- Introduction
Recurrent miscarriage (RM) is characterized by terminating all identified pregnancies within the uterus (1, 2). The treatment of RM has become a challenging issue in reproductive medicine due to the limited understanding of its pathogenesis. Numerous advances in genetics, immunology, and cell biology have revealed the significant involvement of genes and noncoding RNAs in the onset and progression of RM.
The regulation of cellular processes, including cell cycle, apoptosis, and epithelial-mesenchymal transition, by various transcriptomic networks can impact placental trophoblast growth, migration, and invasion (3). Hence, aberrant expression of various transcriptomic factors may contribute to the onset and progression of recurrent spontaneous miscarriage.

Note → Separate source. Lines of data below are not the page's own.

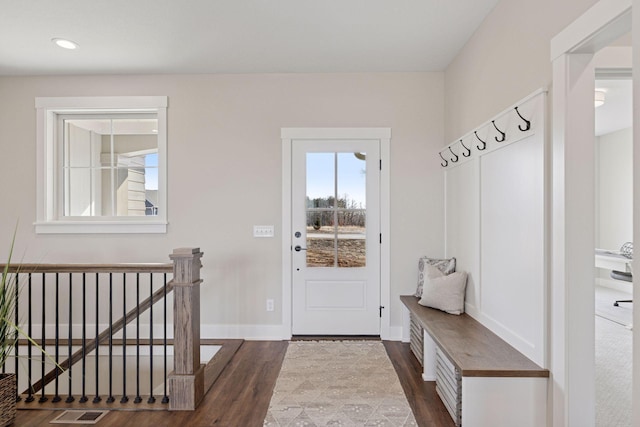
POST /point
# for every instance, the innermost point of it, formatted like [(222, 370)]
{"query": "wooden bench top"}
[(472, 347)]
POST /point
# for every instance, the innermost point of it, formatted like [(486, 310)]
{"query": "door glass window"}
[(336, 209)]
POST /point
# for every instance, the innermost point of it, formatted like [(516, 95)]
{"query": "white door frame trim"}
[(384, 136), (572, 218)]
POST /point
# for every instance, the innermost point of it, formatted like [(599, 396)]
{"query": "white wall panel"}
[(496, 223), (463, 227), (512, 247)]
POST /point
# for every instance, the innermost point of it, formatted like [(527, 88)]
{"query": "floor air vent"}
[(79, 417)]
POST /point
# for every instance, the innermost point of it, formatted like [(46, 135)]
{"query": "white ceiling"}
[(234, 36)]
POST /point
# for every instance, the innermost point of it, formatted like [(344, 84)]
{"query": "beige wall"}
[(507, 58), (224, 173)]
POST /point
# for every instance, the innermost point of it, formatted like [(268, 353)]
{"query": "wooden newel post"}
[(186, 382)]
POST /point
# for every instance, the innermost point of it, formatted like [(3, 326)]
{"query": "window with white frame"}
[(102, 165)]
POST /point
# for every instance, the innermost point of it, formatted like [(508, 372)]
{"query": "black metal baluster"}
[(4, 303), (43, 397), (138, 399), (70, 397), (97, 397), (84, 398), (124, 398), (151, 398), (16, 319), (29, 398), (56, 397), (110, 399), (165, 398)]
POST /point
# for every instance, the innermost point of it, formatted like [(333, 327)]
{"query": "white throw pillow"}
[(445, 292), (446, 266)]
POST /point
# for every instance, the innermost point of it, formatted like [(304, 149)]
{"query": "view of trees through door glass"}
[(110, 166), (336, 209)]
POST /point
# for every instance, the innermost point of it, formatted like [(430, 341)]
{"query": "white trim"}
[(572, 221), (82, 103), (384, 136), (335, 133), (606, 21), (287, 262), (102, 227), (48, 220)]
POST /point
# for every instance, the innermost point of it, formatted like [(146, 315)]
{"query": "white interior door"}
[(336, 237)]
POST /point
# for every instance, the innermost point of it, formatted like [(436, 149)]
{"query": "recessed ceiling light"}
[(65, 44)]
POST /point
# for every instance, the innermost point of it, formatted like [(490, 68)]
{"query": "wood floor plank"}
[(426, 405)]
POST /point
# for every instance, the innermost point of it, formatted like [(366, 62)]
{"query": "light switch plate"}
[(263, 231)]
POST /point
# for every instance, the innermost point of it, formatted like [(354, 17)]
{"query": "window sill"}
[(101, 227)]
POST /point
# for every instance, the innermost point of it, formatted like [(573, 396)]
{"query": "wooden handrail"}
[(102, 337), (90, 268)]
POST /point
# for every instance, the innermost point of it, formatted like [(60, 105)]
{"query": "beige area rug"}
[(338, 383)]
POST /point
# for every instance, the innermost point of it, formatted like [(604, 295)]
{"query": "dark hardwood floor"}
[(240, 397)]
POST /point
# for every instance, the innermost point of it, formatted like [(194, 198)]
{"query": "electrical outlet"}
[(263, 231)]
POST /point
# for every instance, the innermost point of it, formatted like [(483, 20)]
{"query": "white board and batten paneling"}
[(495, 223)]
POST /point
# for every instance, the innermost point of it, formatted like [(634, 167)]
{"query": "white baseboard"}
[(267, 332), (247, 332), (395, 334)]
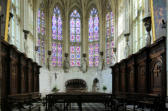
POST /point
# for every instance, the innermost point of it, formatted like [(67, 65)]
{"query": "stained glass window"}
[(38, 21), (56, 38), (41, 36), (75, 39), (93, 38), (109, 38)]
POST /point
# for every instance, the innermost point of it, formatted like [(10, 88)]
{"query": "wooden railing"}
[(142, 75), (20, 76)]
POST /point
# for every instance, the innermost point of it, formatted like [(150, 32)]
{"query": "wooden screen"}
[(142, 74), (131, 74), (157, 67), (14, 70)]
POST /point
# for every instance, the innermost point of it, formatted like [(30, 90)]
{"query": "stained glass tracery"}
[(93, 38), (109, 37), (41, 34), (56, 38), (75, 39)]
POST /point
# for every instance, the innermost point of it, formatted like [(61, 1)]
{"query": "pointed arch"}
[(93, 38), (75, 38), (41, 30), (57, 39), (109, 37)]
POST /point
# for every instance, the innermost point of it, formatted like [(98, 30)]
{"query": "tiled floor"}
[(85, 107)]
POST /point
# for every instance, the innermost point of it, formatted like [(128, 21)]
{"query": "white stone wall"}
[(57, 77)]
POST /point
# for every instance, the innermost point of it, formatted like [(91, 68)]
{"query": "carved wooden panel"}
[(5, 69), (38, 72), (115, 75), (35, 77), (142, 73), (30, 75), (122, 76), (131, 74), (157, 67), (14, 70), (23, 70)]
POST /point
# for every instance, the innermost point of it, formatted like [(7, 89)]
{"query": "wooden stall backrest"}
[(5, 69), (145, 72), (131, 74), (23, 70), (122, 76), (142, 73), (30, 75), (116, 79), (14, 70), (157, 68)]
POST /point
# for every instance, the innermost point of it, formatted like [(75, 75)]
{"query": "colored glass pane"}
[(75, 49), (109, 37), (93, 38), (56, 38)]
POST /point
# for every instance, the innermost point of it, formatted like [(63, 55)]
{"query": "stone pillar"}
[(167, 50), (0, 63), (84, 37), (67, 32)]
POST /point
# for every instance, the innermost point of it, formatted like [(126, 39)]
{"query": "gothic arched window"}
[(109, 38), (41, 36), (56, 38), (75, 39), (93, 39)]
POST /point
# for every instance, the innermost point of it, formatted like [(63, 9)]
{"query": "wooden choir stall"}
[(20, 78), (140, 79)]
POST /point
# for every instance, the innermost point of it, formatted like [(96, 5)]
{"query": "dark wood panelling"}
[(131, 74), (20, 77), (143, 72)]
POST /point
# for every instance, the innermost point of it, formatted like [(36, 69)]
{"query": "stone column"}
[(67, 32), (167, 49), (84, 37), (0, 63)]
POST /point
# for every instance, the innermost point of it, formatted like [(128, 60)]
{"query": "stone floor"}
[(74, 107)]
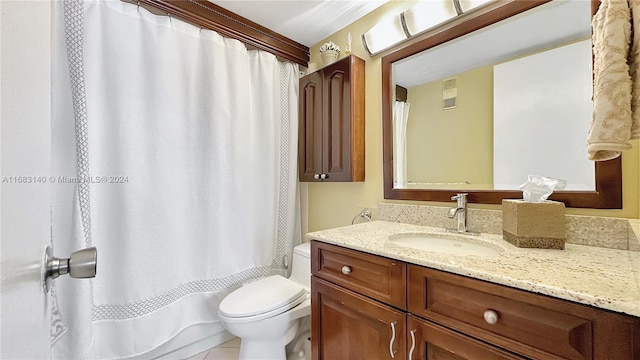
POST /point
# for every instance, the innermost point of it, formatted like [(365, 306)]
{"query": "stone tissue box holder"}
[(534, 225)]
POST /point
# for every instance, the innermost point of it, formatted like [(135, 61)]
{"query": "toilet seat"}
[(262, 299)]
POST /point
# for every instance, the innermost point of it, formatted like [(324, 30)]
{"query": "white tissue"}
[(538, 188)]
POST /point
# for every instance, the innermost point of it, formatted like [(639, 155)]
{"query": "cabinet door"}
[(346, 325), (310, 127), (427, 340), (337, 130)]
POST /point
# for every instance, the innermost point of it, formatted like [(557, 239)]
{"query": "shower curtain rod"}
[(207, 15)]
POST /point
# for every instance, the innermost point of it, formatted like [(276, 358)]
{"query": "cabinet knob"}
[(491, 317)]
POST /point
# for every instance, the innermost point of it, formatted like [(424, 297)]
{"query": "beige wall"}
[(335, 204), (465, 154)]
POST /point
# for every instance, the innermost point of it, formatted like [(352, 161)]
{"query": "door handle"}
[(82, 264)]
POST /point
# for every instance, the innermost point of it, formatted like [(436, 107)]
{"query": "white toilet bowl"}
[(265, 314)]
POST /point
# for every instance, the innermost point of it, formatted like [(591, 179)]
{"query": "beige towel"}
[(612, 116)]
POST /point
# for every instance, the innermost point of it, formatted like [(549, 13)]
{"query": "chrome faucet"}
[(461, 211)]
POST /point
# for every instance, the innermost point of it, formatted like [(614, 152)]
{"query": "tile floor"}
[(227, 351)]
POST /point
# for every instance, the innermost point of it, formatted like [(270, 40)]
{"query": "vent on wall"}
[(449, 94)]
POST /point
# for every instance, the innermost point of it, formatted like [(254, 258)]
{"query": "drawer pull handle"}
[(491, 317), (346, 270), (413, 343), (393, 339)]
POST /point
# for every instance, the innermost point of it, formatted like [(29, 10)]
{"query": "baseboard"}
[(190, 342)]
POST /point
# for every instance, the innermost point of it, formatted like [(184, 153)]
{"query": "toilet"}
[(267, 314)]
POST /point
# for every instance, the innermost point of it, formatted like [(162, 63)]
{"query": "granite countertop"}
[(604, 278)]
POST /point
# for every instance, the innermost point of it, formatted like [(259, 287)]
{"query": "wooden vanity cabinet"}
[(331, 126), (355, 297), (535, 326), (428, 340), (351, 326)]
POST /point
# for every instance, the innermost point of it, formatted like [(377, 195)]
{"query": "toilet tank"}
[(301, 265)]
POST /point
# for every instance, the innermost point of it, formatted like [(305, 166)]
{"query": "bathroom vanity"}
[(373, 298)]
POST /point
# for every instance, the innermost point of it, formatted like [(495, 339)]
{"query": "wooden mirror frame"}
[(608, 192)]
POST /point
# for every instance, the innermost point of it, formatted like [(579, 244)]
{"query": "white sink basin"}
[(445, 243)]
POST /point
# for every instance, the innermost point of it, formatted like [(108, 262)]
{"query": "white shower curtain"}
[(185, 148), (400, 120)]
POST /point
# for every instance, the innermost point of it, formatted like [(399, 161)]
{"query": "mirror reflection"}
[(485, 110)]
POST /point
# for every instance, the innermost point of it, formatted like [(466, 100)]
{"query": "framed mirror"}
[(500, 93)]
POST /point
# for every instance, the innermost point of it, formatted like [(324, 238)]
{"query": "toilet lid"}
[(261, 296)]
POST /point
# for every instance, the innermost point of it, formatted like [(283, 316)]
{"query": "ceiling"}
[(305, 21), (543, 27)]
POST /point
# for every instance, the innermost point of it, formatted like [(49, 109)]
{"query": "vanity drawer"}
[(533, 325), (375, 276)]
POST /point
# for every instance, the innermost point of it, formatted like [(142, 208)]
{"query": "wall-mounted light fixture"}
[(420, 18)]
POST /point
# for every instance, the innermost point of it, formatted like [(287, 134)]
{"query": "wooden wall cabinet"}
[(355, 297), (331, 127)]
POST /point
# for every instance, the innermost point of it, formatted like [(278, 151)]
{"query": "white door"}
[(25, 103)]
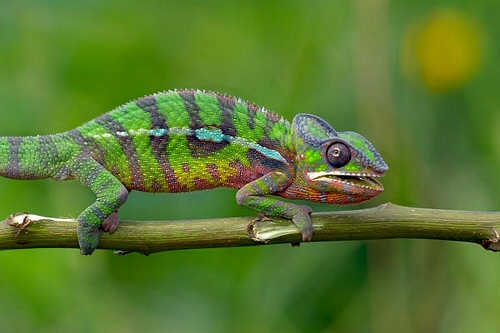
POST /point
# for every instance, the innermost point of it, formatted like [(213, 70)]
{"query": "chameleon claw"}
[(111, 223)]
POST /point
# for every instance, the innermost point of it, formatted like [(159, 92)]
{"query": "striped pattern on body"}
[(187, 140)]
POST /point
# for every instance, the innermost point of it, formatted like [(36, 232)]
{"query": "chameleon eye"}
[(338, 154)]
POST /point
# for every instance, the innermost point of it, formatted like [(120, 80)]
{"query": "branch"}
[(385, 221)]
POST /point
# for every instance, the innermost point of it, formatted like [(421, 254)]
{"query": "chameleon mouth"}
[(359, 180)]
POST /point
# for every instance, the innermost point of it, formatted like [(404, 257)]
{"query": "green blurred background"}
[(420, 79)]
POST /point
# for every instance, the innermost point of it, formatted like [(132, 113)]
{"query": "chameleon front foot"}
[(88, 237)]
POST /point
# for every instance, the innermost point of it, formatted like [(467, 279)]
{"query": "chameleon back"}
[(188, 140)]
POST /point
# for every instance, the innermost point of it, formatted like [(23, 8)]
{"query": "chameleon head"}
[(336, 167)]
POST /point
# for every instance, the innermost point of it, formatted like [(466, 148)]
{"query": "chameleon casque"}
[(190, 140)]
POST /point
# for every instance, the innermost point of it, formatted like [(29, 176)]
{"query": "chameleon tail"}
[(34, 157)]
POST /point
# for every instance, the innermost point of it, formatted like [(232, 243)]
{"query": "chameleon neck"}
[(34, 157)]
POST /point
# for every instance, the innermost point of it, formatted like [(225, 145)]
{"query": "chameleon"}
[(189, 140)]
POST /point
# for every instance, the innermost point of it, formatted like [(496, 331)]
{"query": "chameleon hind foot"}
[(111, 223)]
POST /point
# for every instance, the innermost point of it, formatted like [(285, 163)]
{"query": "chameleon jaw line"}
[(363, 180)]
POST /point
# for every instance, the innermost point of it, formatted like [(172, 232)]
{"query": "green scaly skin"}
[(189, 140)]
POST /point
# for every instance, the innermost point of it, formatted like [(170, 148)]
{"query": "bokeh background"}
[(420, 79)]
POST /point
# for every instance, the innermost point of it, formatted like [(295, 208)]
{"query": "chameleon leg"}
[(111, 194), (253, 196)]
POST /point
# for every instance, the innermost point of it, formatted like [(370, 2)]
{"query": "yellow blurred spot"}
[(446, 50)]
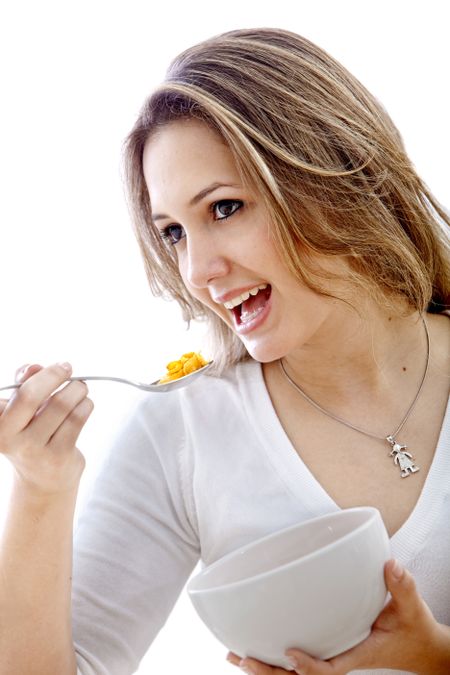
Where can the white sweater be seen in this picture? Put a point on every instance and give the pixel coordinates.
(196, 473)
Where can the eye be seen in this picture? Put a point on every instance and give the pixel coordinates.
(172, 234)
(225, 208)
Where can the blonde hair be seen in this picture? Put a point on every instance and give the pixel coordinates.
(325, 158)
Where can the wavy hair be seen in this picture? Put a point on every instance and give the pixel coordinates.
(321, 152)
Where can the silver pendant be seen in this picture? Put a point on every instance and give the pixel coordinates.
(403, 459)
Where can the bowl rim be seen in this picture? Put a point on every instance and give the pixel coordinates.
(373, 512)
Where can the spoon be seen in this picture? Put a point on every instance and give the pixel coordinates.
(153, 386)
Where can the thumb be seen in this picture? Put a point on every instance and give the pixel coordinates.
(402, 587)
(25, 372)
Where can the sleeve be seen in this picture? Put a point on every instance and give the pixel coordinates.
(135, 544)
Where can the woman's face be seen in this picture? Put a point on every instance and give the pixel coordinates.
(221, 234)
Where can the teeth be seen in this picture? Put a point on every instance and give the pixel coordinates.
(239, 299)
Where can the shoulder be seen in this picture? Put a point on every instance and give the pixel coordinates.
(165, 412)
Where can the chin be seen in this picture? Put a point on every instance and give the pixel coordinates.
(264, 353)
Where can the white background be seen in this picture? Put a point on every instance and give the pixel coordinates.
(73, 76)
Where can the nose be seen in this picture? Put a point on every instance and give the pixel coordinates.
(204, 261)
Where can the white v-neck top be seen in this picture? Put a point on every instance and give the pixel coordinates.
(196, 473)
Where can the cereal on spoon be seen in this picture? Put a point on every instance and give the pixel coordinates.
(188, 363)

During the primary phases of a typical pregnancy, the proper execution of various functions by the fetal trophoblast significantly impacts the fetus viability (4). Following the successful implantation of the embryo, a process of cellular differentiation arises, whereby the extravillous trophoblast infiltrate the maternal uterine tissue, establishing a fixed attachment of the placenta to the uterus. This event is accompanied by restructuring of the maternal vasculature, which facilitates the provision of vital nutrients to the developing fetus. Any mistake made during this process can result in pathological pregnancies, which may include recurrent spontaneous miscarriages (5, 6). The necessity of cell signaling appears to be evident in facilitating communication between trophoblast and endometrium. Alterations in the concentration of intracellular signaling molecules resulting from genetic modifications and correlated transcripts may give rise to gestational disorders, including RM, pre-eclampsia, and fetal growth restriction (7).
Transcriptome production marks the initial stage of any cell function or structure alteration. Variations in cellular function are attributed to alterations in gene expression. Hence, gene expression analysis can offer a valuable understanding of the disease pathogenesis (8). Transcriptomics investigations have the potential to provide numerous genes as molecular markers (9).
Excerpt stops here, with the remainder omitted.